The second prescriptive [of the WSC, viz. to enjoy God forever] is entirely scriptural. To redeemed human beings, glorifying God is a delight. In chapter 16, I showed how often Scripture mentions the rewards that God has promised to those who love him. Those rewards are delightful beyond our imagining, and they are a powerful motivation to obedience. In that chapter, I emphasized, that the Christian ethic is far removed from Kantian deontology, in which we do our duty for duty’s sake, with no thought of reward. Rather, in the Christian life, we seek to do God’s will for God’s rewards.
John Frame, Doctrine of the Christian Life, 304.
Here are Frame’s comments from Chapter 16:
God promises rewards to his people, and they receive those rewards when Jesus returns. That promise serves as an additional motivation (Ps. 19:11; Matt. 5:12, 46; 6:1-6; 10:41-42; Rom 14:10; 1 Cor. 3:8-15; 9:17-25; 2 Cor. 5:10; Eph. 6:7-8; Col. 3:23-25; 2 Tim. 4:8; 1 Peter 5:4; James 1:12; 2 John 8; Rev. 11:18).
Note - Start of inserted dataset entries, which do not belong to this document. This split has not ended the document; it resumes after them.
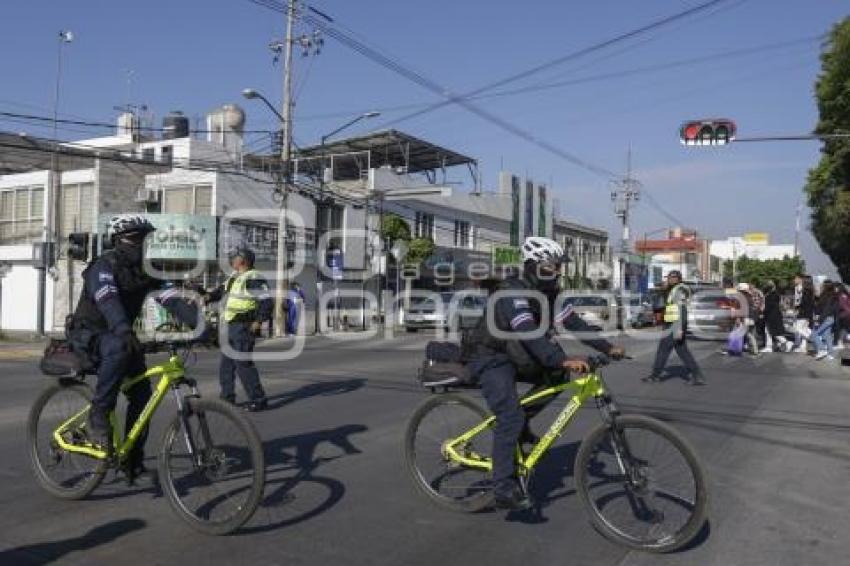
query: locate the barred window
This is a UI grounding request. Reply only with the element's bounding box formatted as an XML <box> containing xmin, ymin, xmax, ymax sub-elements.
<box><xmin>0</xmin><ymin>185</ymin><xmax>45</xmax><ymax>244</ymax></box>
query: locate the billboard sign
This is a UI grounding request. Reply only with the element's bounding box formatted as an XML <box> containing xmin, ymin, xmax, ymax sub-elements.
<box><xmin>99</xmin><ymin>213</ymin><xmax>216</xmax><ymax>260</ymax></box>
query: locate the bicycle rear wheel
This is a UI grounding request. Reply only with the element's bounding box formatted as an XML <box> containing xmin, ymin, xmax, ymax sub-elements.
<box><xmin>575</xmin><ymin>414</ymin><xmax>708</xmax><ymax>553</ymax></box>
<box><xmin>158</xmin><ymin>398</ymin><xmax>265</xmax><ymax>535</ymax></box>
<box><xmin>403</xmin><ymin>393</ymin><xmax>495</xmax><ymax>513</ymax></box>
<box><xmin>28</xmin><ymin>382</ymin><xmax>106</xmax><ymax>500</ymax></box>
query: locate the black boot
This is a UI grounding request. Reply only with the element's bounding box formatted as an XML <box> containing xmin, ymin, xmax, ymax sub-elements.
<box><xmin>494</xmin><ymin>479</ymin><xmax>533</xmax><ymax>511</ymax></box>
<box><xmin>243</xmin><ymin>398</ymin><xmax>268</xmax><ymax>412</ymax></box>
<box><xmin>641</xmin><ymin>374</ymin><xmax>662</xmax><ymax>383</ymax></box>
<box><xmin>690</xmin><ymin>374</ymin><xmax>706</xmax><ymax>386</ymax></box>
<box><xmin>219</xmin><ymin>394</ymin><xmax>236</xmax><ymax>406</ymax></box>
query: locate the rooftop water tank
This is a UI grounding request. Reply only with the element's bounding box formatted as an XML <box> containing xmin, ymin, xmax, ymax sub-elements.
<box><xmin>162</xmin><ymin>111</ymin><xmax>189</xmax><ymax>139</ymax></box>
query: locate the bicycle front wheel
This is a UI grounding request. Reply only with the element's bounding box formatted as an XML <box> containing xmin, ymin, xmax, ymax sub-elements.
<box><xmin>575</xmin><ymin>414</ymin><xmax>708</xmax><ymax>553</ymax></box>
<box><xmin>403</xmin><ymin>393</ymin><xmax>495</xmax><ymax>513</ymax></box>
<box><xmin>28</xmin><ymin>382</ymin><xmax>106</xmax><ymax>500</ymax></box>
<box><xmin>158</xmin><ymin>398</ymin><xmax>265</xmax><ymax>535</ymax></box>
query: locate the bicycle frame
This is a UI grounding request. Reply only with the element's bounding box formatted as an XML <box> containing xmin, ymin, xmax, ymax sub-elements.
<box><xmin>52</xmin><ymin>354</ymin><xmax>187</xmax><ymax>461</ymax></box>
<box><xmin>443</xmin><ymin>373</ymin><xmax>608</xmax><ymax>475</ymax></box>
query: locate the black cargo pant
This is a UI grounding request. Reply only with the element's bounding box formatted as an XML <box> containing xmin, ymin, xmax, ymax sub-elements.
<box><xmin>91</xmin><ymin>332</ymin><xmax>152</xmax><ymax>468</ymax></box>
<box><xmin>471</xmin><ymin>358</ymin><xmax>564</xmax><ymax>494</ymax></box>
<box><xmin>219</xmin><ymin>321</ymin><xmax>267</xmax><ymax>402</ymax></box>
<box><xmin>650</xmin><ymin>323</ymin><xmax>703</xmax><ymax>380</ymax></box>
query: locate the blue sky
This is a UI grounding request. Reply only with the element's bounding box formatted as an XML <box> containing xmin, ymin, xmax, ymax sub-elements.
<box><xmin>1</xmin><ymin>0</ymin><xmax>847</xmax><ymax>275</ymax></box>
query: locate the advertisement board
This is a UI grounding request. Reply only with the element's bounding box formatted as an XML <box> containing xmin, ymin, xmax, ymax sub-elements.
<box><xmin>99</xmin><ymin>213</ymin><xmax>216</xmax><ymax>260</ymax></box>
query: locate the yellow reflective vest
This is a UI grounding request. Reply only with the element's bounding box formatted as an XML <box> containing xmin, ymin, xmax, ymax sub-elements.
<box><xmin>224</xmin><ymin>269</ymin><xmax>262</xmax><ymax>322</ymax></box>
<box><xmin>663</xmin><ymin>283</ymin><xmax>689</xmax><ymax>323</ymax></box>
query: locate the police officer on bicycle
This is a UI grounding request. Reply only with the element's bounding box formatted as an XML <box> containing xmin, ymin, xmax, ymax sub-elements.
<box><xmin>200</xmin><ymin>246</ymin><xmax>271</xmax><ymax>412</ymax></box>
<box><xmin>467</xmin><ymin>236</ymin><xmax>624</xmax><ymax>510</ymax></box>
<box><xmin>69</xmin><ymin>214</ymin><xmax>160</xmax><ymax>483</ymax></box>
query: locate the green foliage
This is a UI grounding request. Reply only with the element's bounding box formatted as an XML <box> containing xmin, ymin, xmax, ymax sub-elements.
<box><xmin>380</xmin><ymin>214</ymin><xmax>411</xmax><ymax>246</ymax></box>
<box><xmin>722</xmin><ymin>255</ymin><xmax>806</xmax><ymax>291</ymax></box>
<box><xmin>405</xmin><ymin>237</ymin><xmax>436</xmax><ymax>266</ymax></box>
<box><xmin>805</xmin><ymin>17</ymin><xmax>850</xmax><ymax>282</ymax></box>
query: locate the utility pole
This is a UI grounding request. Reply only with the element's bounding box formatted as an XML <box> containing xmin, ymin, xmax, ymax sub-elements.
<box><xmin>611</xmin><ymin>148</ymin><xmax>641</xmax><ymax>293</ymax></box>
<box><xmin>793</xmin><ymin>198</ymin><xmax>802</xmax><ymax>258</ymax></box>
<box><xmin>272</xmin><ymin>0</ymin><xmax>296</xmax><ymax>338</ymax></box>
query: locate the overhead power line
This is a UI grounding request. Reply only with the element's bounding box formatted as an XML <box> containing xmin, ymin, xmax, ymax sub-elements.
<box><xmin>0</xmin><ymin>110</ymin><xmax>278</xmax><ymax>135</ymax></box>
<box><xmin>247</xmin><ymin>0</ymin><xmax>618</xmax><ymax>179</ymax></box>
<box><xmin>373</xmin><ymin>0</ymin><xmax>744</xmax><ymax>128</ymax></box>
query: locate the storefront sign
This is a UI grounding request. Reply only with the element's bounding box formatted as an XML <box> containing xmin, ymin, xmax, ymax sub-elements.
<box><xmin>99</xmin><ymin>213</ymin><xmax>216</xmax><ymax>260</ymax></box>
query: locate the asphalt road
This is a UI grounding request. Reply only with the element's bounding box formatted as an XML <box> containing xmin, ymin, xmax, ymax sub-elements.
<box><xmin>1</xmin><ymin>331</ymin><xmax>849</xmax><ymax>566</ymax></box>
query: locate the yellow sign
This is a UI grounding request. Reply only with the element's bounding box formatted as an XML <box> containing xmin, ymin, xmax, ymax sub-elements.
<box><xmin>743</xmin><ymin>232</ymin><xmax>769</xmax><ymax>244</ymax></box>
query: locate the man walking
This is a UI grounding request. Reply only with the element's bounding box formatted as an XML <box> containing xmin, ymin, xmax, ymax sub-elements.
<box><xmin>286</xmin><ymin>282</ymin><xmax>305</xmax><ymax>335</ymax></box>
<box><xmin>202</xmin><ymin>247</ymin><xmax>271</xmax><ymax>411</ymax></box>
<box><xmin>643</xmin><ymin>270</ymin><xmax>706</xmax><ymax>385</ymax></box>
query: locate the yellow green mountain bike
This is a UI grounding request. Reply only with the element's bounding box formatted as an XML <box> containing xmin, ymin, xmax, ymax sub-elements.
<box><xmin>404</xmin><ymin>355</ymin><xmax>708</xmax><ymax>553</ymax></box>
<box><xmin>27</xmin><ymin>338</ymin><xmax>265</xmax><ymax>536</ymax></box>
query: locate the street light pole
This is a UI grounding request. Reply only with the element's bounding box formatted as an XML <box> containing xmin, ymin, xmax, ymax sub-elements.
<box><xmin>38</xmin><ymin>30</ymin><xmax>73</xmax><ymax>336</ymax></box>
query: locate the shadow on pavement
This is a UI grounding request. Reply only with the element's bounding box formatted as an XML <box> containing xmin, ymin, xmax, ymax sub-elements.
<box><xmin>670</xmin><ymin>520</ymin><xmax>712</xmax><ymax>553</ymax></box>
<box><xmin>240</xmin><ymin>424</ymin><xmax>368</xmax><ymax>534</ymax></box>
<box><xmin>265</xmin><ymin>378</ymin><xmax>366</xmax><ymax>411</ymax></box>
<box><xmin>0</xmin><ymin>518</ymin><xmax>146</xmax><ymax>566</ymax></box>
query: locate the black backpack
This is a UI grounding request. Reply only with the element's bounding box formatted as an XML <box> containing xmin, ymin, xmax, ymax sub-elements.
<box><xmin>419</xmin><ymin>341</ymin><xmax>474</xmax><ymax>388</ymax></box>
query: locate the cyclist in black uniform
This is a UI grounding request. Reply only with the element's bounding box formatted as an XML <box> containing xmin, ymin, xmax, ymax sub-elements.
<box><xmin>466</xmin><ymin>236</ymin><xmax>624</xmax><ymax>510</ymax></box>
<box><xmin>68</xmin><ymin>214</ymin><xmax>160</xmax><ymax>482</ymax></box>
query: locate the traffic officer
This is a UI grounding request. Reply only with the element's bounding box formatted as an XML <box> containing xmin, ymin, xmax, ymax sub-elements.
<box><xmin>466</xmin><ymin>236</ymin><xmax>625</xmax><ymax>510</ymax></box>
<box><xmin>643</xmin><ymin>270</ymin><xmax>705</xmax><ymax>385</ymax></box>
<box><xmin>70</xmin><ymin>214</ymin><xmax>160</xmax><ymax>483</ymax></box>
<box><xmin>203</xmin><ymin>247</ymin><xmax>271</xmax><ymax>411</ymax></box>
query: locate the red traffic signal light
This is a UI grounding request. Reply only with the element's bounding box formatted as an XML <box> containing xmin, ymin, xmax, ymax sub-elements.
<box><xmin>680</xmin><ymin>119</ymin><xmax>736</xmax><ymax>146</ymax></box>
I confess that I was surprised by the number of times Scripture uses rewards to motivate obedience. Like many of us, I tend toward the Kantian notion that we should simply do our duty for duty’s sake and never think about reward. But that notion is quite unbiblical. If God takes the trouble (this many times!) to urge our obedience by a promise of reward, we should embrace that promise with thanks, not despise it. That is, we should not only do good works, but we should do them for this reason.
This teaching, of course, is not salvation by works or merit. Although the word reward is used in these passages, there is no suggestion that we have earned the reward in the sense that we have paid God what the reward is worth. Jesus says that even when we have done everything commanded of us (and not one of us has done that), we have none no more than our duty (Luke 17:7-10). Indeed, in that case we are ‘unworthy’ servants. Elsewhere, Scripture represents the reward as something out of all proportion to the service rendered (Matt. 19:29; 20:1-16; 24:45-47; 25:21-30; Luke 7:36-50; 12:37).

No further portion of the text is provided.